Department of Mathematics, Statistics and Computer Science, St. Francis Xavier University, Antigonish, NS, Canada B2G 2W5.
Division of Newborn Medicine, Department of Medicine, Boston Children's Hospital, Harvard Medical School, 1 Autumn Street, No. 456, Boston, MA 02215, USA.
J Healthc Eng. 2018 Mar 29;2018:8039075. doi: 10.1155/2018/8039075. eCollection 2018.
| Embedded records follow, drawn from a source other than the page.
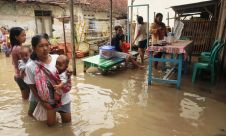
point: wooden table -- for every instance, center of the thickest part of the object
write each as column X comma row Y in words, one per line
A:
column 179, row 48
column 103, row 64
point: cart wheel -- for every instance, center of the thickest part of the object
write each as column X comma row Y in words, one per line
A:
column 104, row 72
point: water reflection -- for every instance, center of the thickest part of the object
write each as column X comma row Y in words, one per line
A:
column 119, row 104
column 190, row 106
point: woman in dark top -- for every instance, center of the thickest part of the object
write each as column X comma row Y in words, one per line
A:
column 117, row 42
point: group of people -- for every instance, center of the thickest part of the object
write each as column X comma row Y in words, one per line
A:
column 158, row 31
column 43, row 78
column 4, row 41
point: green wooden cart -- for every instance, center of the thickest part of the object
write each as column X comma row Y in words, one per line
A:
column 103, row 64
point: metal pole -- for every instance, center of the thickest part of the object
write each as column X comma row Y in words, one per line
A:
column 110, row 20
column 71, row 3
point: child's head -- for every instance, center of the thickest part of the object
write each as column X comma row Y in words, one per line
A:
column 17, row 36
column 62, row 63
column 25, row 53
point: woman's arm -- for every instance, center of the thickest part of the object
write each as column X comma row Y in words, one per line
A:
column 35, row 93
column 138, row 34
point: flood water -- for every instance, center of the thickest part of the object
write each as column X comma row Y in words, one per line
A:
column 120, row 104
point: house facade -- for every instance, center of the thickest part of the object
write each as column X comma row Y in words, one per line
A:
column 40, row 16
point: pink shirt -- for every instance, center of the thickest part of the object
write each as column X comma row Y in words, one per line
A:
column 15, row 58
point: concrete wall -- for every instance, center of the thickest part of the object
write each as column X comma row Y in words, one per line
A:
column 17, row 14
column 221, row 25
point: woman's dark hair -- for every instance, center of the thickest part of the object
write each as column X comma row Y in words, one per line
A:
column 140, row 20
column 13, row 32
column 34, row 42
column 118, row 27
column 158, row 15
column 46, row 36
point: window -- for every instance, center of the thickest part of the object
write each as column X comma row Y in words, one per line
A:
column 43, row 21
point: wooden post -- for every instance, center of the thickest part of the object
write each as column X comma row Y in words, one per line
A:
column 110, row 20
column 71, row 3
column 65, row 45
column 131, row 24
column 168, row 18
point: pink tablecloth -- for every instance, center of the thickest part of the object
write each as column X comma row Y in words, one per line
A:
column 177, row 47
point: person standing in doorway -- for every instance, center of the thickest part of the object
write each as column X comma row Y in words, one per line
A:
column 141, row 38
column 17, row 38
column 158, row 30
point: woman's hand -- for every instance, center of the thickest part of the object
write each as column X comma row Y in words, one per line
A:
column 46, row 105
column 69, row 72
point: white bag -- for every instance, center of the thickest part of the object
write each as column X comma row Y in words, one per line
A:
column 40, row 112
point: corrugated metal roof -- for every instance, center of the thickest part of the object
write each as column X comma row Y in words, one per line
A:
column 119, row 6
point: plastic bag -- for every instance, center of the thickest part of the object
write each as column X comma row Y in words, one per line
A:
column 40, row 112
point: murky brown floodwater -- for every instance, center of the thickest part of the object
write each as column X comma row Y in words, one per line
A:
column 120, row 104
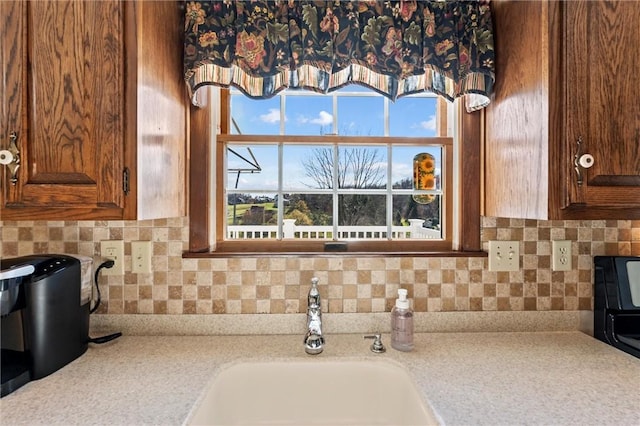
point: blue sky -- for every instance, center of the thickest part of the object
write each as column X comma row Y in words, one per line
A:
column 307, row 113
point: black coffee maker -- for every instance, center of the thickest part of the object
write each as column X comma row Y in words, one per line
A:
column 44, row 317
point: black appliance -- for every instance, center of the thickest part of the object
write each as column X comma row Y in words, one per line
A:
column 616, row 316
column 45, row 321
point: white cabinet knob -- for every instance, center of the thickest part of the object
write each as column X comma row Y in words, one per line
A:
column 6, row 157
column 586, row 161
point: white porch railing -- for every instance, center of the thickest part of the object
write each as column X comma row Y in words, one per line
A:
column 290, row 230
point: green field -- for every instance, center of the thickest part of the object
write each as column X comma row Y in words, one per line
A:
column 242, row 208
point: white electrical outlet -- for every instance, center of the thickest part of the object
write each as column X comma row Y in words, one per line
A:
column 561, row 255
column 504, row 255
column 114, row 250
column 141, row 257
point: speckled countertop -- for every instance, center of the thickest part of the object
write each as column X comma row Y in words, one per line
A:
column 555, row 377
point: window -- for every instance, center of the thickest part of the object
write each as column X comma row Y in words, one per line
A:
column 276, row 189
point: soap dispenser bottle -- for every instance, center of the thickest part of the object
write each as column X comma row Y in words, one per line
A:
column 402, row 323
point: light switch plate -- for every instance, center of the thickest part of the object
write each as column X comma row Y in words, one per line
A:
column 141, row 257
column 561, row 255
column 114, row 250
column 504, row 255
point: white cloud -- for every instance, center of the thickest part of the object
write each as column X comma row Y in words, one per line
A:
column 272, row 117
column 323, row 119
column 429, row 124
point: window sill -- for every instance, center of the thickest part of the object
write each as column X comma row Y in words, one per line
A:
column 231, row 254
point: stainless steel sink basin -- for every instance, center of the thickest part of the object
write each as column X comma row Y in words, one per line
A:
column 312, row 393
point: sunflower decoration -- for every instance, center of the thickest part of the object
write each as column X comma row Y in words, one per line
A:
column 424, row 166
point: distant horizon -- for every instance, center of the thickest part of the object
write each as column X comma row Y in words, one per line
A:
column 313, row 115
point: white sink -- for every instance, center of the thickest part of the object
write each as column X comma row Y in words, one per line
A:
column 312, row 392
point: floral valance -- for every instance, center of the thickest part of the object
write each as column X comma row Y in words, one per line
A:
column 394, row 47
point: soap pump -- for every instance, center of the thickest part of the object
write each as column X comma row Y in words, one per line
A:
column 402, row 323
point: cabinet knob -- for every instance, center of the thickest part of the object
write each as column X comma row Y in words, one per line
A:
column 585, row 161
column 10, row 157
column 581, row 161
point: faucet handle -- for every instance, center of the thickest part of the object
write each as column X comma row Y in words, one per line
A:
column 377, row 345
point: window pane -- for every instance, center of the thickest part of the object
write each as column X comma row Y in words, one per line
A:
column 308, row 216
column 402, row 169
column 422, row 219
column 413, row 117
column 362, row 210
column 254, row 116
column 307, row 167
column 308, row 115
column 360, row 116
column 251, row 209
column 362, row 167
column 252, row 167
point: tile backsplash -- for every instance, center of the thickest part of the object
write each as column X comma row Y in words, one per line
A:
column 348, row 284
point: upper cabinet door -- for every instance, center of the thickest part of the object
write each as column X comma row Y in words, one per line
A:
column 63, row 96
column 603, row 101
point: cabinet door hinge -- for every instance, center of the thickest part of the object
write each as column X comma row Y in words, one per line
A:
column 125, row 181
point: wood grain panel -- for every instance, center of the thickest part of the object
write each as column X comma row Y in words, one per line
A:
column 604, row 86
column 517, row 128
column 11, row 54
column 158, row 114
column 66, row 75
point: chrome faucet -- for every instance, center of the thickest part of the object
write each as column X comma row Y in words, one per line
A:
column 313, row 340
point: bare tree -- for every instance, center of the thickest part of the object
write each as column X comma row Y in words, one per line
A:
column 357, row 168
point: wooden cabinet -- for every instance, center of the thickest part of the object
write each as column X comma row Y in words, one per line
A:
column 94, row 93
column 564, row 71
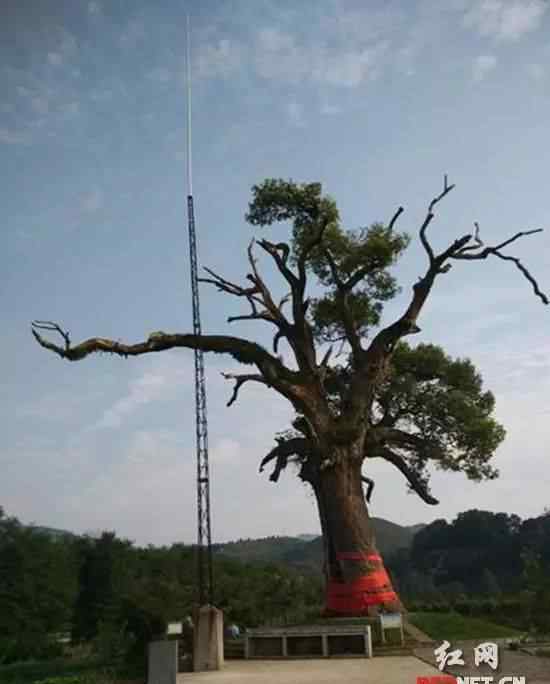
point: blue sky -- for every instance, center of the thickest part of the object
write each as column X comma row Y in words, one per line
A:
column 377, row 100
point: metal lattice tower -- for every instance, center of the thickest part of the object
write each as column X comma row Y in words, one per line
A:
column 204, row 537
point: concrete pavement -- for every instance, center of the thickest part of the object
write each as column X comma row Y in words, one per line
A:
column 382, row 670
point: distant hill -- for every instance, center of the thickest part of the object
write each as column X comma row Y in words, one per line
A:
column 52, row 532
column 306, row 551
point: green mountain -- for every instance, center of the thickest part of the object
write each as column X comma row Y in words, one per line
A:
column 306, row 553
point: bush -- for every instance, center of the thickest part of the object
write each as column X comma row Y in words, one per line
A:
column 28, row 646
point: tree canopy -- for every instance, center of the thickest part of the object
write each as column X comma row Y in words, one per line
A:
column 410, row 406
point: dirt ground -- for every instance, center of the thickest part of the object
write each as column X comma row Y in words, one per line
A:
column 535, row 669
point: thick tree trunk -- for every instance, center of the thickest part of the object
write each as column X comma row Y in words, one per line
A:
column 356, row 580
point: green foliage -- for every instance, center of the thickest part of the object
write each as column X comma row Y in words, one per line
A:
column 373, row 249
column 438, row 400
column 452, row 626
column 441, row 400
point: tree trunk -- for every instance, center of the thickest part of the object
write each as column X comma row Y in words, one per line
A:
column 356, row 580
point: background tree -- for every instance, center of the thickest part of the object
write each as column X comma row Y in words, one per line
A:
column 387, row 400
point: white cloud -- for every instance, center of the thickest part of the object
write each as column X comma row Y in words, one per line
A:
column 94, row 8
column 55, row 58
column 93, row 201
column 219, row 59
column 159, row 74
column 279, row 57
column 505, row 19
column 160, row 382
column 133, row 33
column 330, row 109
column 482, row 66
column 9, row 137
column 295, row 114
column 40, row 105
column 536, row 71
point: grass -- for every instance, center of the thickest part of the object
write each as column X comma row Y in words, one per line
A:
column 66, row 672
column 452, row 626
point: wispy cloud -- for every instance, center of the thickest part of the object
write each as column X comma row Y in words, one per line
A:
column 92, row 201
column 94, row 8
column 55, row 58
column 11, row 137
column 482, row 67
column 295, row 114
column 536, row 71
column 279, row 56
column 505, row 19
column 160, row 75
column 330, row 109
column 160, row 382
column 221, row 58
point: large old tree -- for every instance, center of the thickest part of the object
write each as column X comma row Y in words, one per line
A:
column 375, row 397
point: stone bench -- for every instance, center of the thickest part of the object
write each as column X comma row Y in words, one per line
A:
column 309, row 641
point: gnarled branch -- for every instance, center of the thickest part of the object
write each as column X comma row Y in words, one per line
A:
column 414, row 480
column 274, row 372
column 466, row 253
column 296, row 446
column 240, row 379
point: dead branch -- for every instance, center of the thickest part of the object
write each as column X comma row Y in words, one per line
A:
column 466, row 254
column 446, row 190
column 416, row 483
column 50, row 325
column 370, row 487
column 297, row 446
column 312, row 244
column 240, row 379
column 395, row 217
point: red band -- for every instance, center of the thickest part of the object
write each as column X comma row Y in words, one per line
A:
column 354, row 597
column 354, row 555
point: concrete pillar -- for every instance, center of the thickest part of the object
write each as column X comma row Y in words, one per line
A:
column 207, row 639
column 368, row 642
column 162, row 662
column 324, row 638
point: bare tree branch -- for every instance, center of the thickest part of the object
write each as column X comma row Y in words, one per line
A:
column 274, row 250
column 370, row 487
column 397, row 214
column 466, row 254
column 240, row 379
column 446, row 190
column 313, row 243
column 275, row 373
column 414, row 480
column 298, row 446
column 49, row 325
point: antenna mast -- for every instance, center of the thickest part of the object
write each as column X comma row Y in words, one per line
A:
column 204, row 537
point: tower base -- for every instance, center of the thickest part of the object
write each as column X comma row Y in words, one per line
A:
column 207, row 639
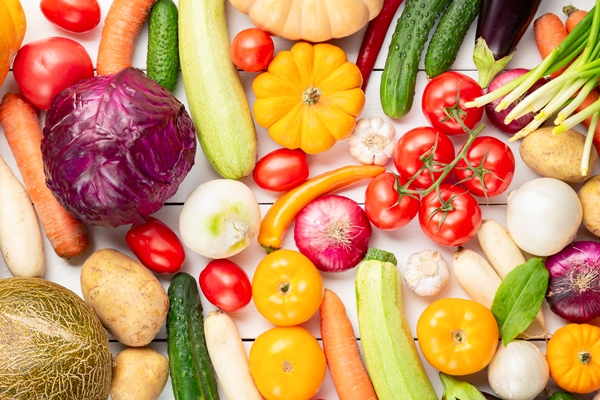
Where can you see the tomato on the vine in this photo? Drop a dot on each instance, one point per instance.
(383, 205)
(491, 167)
(457, 336)
(225, 285)
(419, 146)
(448, 91)
(45, 67)
(450, 216)
(252, 50)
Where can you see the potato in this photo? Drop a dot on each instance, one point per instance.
(557, 156)
(589, 195)
(129, 300)
(139, 373)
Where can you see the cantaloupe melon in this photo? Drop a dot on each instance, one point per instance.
(52, 345)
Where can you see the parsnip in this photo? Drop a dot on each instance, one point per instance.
(20, 234)
(229, 358)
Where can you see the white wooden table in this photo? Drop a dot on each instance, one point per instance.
(402, 242)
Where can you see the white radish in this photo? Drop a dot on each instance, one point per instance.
(21, 240)
(229, 357)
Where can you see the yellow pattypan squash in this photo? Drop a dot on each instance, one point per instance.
(12, 31)
(309, 97)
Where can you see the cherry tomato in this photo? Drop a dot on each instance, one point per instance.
(440, 98)
(287, 363)
(457, 336)
(494, 167)
(226, 285)
(252, 50)
(156, 246)
(281, 170)
(382, 206)
(287, 288)
(419, 145)
(455, 221)
(45, 67)
(72, 15)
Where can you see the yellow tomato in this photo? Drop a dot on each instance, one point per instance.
(457, 336)
(287, 363)
(287, 288)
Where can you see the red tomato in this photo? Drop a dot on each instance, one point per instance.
(382, 206)
(281, 170)
(493, 165)
(452, 220)
(46, 67)
(415, 147)
(226, 285)
(440, 97)
(156, 246)
(72, 15)
(252, 50)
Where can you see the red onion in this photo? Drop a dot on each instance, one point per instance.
(574, 286)
(497, 118)
(333, 232)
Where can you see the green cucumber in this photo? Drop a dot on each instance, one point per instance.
(162, 60)
(397, 90)
(449, 35)
(389, 349)
(215, 95)
(192, 373)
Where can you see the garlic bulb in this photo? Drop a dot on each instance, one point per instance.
(426, 272)
(372, 141)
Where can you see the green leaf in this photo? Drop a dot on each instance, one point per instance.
(519, 298)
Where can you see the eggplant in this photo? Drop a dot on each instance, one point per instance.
(500, 26)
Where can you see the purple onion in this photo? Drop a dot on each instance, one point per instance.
(574, 285)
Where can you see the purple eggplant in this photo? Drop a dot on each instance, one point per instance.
(500, 26)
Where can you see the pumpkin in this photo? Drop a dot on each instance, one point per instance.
(573, 354)
(52, 345)
(12, 31)
(309, 97)
(310, 20)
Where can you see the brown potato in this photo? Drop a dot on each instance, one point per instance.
(129, 300)
(557, 156)
(139, 373)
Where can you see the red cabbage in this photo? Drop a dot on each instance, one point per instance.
(116, 147)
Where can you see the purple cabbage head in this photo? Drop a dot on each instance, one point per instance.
(116, 147)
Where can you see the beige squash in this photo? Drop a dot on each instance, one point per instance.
(310, 20)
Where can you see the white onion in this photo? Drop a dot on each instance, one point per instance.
(543, 216)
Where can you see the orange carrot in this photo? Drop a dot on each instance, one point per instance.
(23, 132)
(345, 364)
(549, 31)
(122, 26)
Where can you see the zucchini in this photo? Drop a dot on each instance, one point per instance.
(215, 96)
(397, 90)
(449, 35)
(390, 353)
(192, 373)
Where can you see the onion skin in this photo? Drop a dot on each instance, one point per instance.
(574, 286)
(333, 232)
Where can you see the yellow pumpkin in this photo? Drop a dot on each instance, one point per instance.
(311, 20)
(12, 31)
(309, 97)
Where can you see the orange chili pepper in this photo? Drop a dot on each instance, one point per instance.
(281, 214)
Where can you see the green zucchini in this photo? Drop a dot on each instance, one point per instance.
(192, 373)
(389, 349)
(449, 35)
(397, 90)
(215, 95)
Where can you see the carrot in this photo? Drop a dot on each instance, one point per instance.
(549, 31)
(122, 26)
(23, 132)
(345, 364)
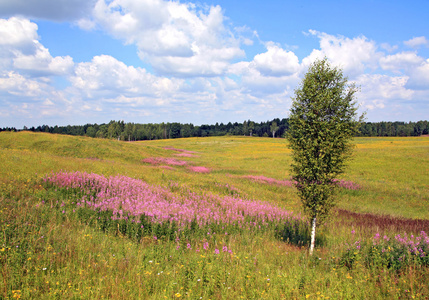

Effect size refers to the assessment of the extent of differences between two groups of samples on a single measurement. Assessing effect size in medical research is typically accomplished with Cohen's statistic. Cohen's statistic assumes that average values are good estimators of the position of a distribution of numbers and also assumes Gaussian (or bell-shaped) underlying data distributions. In this paper, we present an alternative evaluative statistic that can quantify differences between two data distributions in a manner that is similar to traditional effect size calculations; however, the proposed approach avoids making assumptions regarding the shape of the underlying data distribution. The proposed sorting statistic is compared with Cohen's statistic and is demonstrated to be capable of identifying feature measurements of potential interest for which Cohen's statistic implies the measurement would be of little use. This proposed sorting statistic has been evaluated on a large clinical autism dataset from , , demonstrating that it can potentially play a constructive role in future healthcare technologies.
效应量是指在单个测量中评估两组样本之间差异程度的指标。在医学研究中,通常使用科恩的统计量来评估效应量。科恩的统计量假设平均值是数字分布位置的良好估计值,并且还假设基础数据分布是高斯(或钟形)分布。在本文中,我们提出了一种替代的评估统计量,可以以类似于传统效应量计算的方式量化两个数据分布之间的差异;然而,所提出的方法避免了对基础数据分布形状的假设。所提出的排序统计量与科恩的统计量进行了比较,并证明它能够识别出潜在感兴趣的特征测量值,而科恩的统计量则表明这些测量值用处不大。该排序统计量已在来自 的大型临床自闭症数据集上进行了评估,证明它可能在未来的医疗保健技术中发挥建设性作用。